BTW, in the above proof, we have made all the linear combination factors = 1 for all t.
For instance: k=1
w1: t1=10 µs, t2=20 µs
w2: t1=20 µs, t2=40 µs
c = (Integral G(t) dt|for w1) / (Integral G(t) dt|for w2) = a*log(2)/a*log(2) = 1

Cheers,
Aziz

PS: I'm too busy to process the latest measurements made by Thomas. Sorry, it will delay.

Poor man, under such horrible pressure!
Take one 10kg apaurin and relax, breathe slowly... breathe slowly... breathe slowly...

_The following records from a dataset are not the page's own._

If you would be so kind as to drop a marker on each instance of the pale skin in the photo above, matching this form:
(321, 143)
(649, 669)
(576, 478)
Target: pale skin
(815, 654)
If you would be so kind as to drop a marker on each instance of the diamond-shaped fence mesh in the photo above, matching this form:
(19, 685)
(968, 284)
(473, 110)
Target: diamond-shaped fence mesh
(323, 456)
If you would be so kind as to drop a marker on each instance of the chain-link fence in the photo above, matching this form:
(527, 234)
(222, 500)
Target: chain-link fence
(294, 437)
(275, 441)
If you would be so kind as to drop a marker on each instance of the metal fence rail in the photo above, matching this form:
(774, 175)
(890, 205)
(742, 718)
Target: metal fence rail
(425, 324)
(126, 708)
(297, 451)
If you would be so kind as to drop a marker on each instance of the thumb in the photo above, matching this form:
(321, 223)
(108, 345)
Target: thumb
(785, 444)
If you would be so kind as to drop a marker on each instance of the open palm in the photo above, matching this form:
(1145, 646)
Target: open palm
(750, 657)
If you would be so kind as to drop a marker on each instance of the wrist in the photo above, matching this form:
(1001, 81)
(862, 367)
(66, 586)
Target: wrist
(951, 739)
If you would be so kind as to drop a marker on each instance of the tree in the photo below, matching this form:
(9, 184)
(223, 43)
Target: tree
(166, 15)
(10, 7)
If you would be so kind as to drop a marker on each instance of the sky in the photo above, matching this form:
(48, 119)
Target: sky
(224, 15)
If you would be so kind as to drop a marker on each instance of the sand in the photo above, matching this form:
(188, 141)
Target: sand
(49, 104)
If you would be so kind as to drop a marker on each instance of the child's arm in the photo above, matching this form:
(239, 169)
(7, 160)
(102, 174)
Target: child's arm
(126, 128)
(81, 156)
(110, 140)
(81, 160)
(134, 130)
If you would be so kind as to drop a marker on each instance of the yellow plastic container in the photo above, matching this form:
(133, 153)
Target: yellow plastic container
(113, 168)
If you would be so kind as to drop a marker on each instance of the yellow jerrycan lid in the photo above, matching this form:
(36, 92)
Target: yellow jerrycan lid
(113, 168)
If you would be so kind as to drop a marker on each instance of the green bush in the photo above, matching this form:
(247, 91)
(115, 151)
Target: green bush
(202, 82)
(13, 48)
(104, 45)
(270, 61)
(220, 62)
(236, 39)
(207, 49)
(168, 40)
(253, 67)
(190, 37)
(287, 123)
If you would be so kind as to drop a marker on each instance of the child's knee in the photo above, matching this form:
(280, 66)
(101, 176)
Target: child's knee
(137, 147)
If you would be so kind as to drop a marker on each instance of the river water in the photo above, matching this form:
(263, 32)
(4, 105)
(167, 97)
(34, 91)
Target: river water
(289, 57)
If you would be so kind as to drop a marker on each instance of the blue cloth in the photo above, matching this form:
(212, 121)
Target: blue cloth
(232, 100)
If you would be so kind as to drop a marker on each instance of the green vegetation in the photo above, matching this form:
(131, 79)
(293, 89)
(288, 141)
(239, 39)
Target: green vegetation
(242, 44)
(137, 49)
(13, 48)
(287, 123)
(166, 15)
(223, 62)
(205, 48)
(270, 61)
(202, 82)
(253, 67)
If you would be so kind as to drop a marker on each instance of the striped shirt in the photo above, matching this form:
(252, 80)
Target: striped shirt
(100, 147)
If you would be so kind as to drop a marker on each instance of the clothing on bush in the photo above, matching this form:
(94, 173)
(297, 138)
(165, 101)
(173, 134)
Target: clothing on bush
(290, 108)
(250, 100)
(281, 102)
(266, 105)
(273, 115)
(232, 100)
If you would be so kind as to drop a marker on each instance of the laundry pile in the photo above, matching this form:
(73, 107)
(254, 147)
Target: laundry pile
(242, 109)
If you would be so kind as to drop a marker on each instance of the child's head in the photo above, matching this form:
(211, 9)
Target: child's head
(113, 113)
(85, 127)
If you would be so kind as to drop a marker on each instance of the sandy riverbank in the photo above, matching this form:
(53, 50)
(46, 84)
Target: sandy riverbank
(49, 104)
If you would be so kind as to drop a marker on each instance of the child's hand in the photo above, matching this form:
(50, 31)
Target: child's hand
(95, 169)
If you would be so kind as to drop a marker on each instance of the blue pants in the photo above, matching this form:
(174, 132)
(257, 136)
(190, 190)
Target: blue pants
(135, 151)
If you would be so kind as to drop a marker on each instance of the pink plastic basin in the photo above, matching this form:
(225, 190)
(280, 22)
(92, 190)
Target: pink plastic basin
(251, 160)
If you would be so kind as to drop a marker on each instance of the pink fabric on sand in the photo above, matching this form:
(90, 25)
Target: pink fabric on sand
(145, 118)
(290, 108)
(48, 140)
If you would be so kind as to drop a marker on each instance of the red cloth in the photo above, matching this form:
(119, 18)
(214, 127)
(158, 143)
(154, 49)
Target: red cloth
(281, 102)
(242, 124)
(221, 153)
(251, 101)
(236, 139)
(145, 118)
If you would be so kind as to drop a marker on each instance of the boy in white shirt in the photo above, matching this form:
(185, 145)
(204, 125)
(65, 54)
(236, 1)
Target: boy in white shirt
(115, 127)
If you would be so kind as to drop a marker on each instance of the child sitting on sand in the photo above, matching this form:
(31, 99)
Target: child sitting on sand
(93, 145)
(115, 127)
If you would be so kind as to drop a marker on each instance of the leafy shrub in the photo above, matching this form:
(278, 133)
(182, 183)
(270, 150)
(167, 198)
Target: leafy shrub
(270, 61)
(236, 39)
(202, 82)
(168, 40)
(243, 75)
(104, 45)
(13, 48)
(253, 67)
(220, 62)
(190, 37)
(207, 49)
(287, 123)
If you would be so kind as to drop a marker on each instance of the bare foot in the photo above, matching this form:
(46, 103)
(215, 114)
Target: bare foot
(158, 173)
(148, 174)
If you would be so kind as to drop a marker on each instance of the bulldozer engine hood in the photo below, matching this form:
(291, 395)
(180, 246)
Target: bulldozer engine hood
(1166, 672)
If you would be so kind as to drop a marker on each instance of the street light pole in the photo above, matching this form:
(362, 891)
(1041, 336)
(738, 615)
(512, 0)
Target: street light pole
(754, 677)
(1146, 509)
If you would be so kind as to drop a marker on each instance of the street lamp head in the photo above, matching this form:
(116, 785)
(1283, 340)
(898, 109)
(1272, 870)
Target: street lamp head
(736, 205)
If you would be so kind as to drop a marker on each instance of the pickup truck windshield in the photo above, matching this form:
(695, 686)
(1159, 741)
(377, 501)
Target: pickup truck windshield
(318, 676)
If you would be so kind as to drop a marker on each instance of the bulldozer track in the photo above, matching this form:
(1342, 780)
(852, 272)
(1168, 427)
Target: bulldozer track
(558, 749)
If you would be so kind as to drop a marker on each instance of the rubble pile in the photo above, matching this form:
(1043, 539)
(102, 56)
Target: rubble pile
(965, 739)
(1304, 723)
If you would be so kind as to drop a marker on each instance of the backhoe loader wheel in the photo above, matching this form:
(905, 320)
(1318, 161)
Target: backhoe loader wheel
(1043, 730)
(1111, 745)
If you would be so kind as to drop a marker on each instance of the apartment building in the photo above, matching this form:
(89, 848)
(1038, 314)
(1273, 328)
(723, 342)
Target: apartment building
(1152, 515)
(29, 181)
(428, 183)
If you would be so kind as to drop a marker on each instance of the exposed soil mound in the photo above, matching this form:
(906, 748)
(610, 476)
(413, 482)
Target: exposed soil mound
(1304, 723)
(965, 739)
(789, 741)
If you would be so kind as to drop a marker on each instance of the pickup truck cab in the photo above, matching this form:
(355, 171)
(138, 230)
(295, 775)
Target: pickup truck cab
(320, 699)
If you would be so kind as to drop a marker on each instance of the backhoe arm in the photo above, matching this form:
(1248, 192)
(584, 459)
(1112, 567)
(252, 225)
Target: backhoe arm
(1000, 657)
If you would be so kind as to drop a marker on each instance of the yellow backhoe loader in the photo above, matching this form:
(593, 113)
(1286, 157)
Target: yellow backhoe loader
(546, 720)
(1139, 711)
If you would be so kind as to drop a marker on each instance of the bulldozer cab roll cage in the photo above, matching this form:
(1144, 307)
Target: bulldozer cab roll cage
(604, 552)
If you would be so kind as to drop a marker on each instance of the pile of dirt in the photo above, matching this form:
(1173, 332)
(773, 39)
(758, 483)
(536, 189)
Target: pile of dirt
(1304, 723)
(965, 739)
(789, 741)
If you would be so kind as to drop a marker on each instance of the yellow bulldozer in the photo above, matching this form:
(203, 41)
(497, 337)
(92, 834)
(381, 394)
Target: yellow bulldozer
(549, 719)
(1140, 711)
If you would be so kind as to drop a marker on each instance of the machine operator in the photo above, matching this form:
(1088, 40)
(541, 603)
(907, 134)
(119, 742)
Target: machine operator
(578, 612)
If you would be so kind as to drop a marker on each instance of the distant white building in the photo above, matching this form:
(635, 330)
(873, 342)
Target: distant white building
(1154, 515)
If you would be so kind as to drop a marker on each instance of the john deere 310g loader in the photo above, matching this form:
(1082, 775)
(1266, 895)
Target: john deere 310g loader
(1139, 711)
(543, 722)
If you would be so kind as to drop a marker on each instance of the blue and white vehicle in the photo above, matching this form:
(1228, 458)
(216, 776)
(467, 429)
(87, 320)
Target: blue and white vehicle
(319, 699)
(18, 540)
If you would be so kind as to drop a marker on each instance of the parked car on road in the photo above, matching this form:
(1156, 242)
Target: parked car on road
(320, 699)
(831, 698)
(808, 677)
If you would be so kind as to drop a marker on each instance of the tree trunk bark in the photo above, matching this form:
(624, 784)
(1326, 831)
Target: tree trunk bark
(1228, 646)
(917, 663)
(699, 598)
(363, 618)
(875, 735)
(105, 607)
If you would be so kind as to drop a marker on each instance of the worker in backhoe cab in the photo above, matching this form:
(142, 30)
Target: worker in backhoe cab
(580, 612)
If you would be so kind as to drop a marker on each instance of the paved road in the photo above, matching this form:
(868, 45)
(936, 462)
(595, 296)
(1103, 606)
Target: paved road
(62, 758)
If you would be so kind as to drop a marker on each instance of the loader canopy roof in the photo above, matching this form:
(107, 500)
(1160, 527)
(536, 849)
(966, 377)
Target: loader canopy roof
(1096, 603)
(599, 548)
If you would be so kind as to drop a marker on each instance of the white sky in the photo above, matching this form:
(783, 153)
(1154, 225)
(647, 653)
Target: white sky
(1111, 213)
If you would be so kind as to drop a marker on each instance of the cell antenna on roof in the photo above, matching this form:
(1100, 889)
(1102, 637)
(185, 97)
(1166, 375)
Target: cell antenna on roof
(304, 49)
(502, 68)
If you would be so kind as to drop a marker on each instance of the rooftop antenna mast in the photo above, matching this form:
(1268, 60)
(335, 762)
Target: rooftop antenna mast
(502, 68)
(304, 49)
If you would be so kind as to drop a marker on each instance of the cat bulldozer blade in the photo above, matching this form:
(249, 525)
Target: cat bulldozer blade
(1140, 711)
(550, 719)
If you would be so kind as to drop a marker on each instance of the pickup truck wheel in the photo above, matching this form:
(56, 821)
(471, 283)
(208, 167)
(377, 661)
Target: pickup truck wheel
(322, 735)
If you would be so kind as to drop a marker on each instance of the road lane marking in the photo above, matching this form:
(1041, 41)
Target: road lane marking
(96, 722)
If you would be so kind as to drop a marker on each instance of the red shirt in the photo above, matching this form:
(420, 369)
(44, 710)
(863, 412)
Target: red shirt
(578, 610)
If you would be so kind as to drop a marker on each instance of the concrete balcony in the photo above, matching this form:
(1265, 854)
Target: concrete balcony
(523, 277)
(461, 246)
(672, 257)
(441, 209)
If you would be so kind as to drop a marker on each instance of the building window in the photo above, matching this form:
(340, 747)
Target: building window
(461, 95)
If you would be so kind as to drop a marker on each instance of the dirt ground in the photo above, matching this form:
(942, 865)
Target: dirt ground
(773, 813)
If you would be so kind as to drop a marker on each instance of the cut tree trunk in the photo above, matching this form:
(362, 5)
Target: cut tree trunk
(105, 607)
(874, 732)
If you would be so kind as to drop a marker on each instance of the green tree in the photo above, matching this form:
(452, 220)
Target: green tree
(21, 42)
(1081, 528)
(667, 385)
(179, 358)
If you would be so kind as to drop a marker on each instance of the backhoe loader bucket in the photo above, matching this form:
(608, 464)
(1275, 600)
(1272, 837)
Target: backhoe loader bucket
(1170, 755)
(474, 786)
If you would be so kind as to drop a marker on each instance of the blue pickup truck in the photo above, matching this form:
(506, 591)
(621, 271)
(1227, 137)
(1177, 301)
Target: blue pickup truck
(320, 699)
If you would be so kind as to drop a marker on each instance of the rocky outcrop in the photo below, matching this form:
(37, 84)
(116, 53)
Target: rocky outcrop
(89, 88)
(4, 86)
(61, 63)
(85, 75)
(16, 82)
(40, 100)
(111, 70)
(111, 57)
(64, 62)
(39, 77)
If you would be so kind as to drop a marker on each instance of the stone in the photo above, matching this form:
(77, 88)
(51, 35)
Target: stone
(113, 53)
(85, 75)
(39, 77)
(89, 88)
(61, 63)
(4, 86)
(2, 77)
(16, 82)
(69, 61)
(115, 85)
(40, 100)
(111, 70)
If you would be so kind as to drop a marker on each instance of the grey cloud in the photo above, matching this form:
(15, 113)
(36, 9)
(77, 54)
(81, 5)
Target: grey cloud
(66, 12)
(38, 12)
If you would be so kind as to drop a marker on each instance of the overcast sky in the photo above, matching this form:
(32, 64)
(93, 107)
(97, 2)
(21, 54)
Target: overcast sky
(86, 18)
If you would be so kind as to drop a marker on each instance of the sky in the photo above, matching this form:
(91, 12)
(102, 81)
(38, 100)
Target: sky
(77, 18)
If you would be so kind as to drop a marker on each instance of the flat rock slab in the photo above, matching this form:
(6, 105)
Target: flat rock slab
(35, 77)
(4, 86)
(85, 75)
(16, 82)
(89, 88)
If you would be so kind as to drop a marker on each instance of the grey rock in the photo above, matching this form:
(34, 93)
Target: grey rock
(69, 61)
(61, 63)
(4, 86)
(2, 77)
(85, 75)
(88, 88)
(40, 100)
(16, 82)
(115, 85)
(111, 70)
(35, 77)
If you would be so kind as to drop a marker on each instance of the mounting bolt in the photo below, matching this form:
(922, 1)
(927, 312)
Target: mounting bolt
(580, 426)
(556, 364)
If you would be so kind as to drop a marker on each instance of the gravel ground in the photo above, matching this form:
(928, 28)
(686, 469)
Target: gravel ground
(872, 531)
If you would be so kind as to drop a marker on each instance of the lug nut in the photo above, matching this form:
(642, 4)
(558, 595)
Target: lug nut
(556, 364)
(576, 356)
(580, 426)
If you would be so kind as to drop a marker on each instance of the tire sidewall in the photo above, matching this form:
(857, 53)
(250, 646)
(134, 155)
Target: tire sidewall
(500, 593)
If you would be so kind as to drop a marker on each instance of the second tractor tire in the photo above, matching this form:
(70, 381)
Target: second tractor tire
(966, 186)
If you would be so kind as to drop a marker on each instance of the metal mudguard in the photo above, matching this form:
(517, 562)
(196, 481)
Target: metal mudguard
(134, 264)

No I can't. My MQ level would rise up to the moon and I would overtake the MD genius with lightspeed. *LOL*


BTW, we are talking about very trivial things & math.
log log log log log log log log ...

Cheers,
Aziz

That's what i am talking about man!

So log gain and time, from such set take first+last sample, second+one before the last ... and if it is not a straight line at constant value - we have a target. Trivial.

Aziz,

Note the Eric designs his PI machines to have a very high PPS rate from 3,000 PPS to 10,000 PPS so that he obtains a better target signal to noise ratio by integrating many samples of lower TX power to behave near what a high power TX pulse would have. Using a lower power TX pulse tends to stimulate bad ground less. By subtracting the ground response he can reduce the effect of ground as it's signal is more constant than a target which is only under the coil for a very short time. See this link to incorporate into your math analysis of the benefits of using many integrated signals. http://www.thinksrs.com/downloads/PD.../AboutLIAs.pdf The amount of signals that are integrated are based on the coil diameter, target size and sweep speed.

bbsailor

Oh well,

it seems that it isn't as trivial as some of you would think of. Nobody is putting some trivial math here...
I'm quite disappointed..
4212

hard to seek... Ferric Toes​ is Eric Foster. for future search in forum.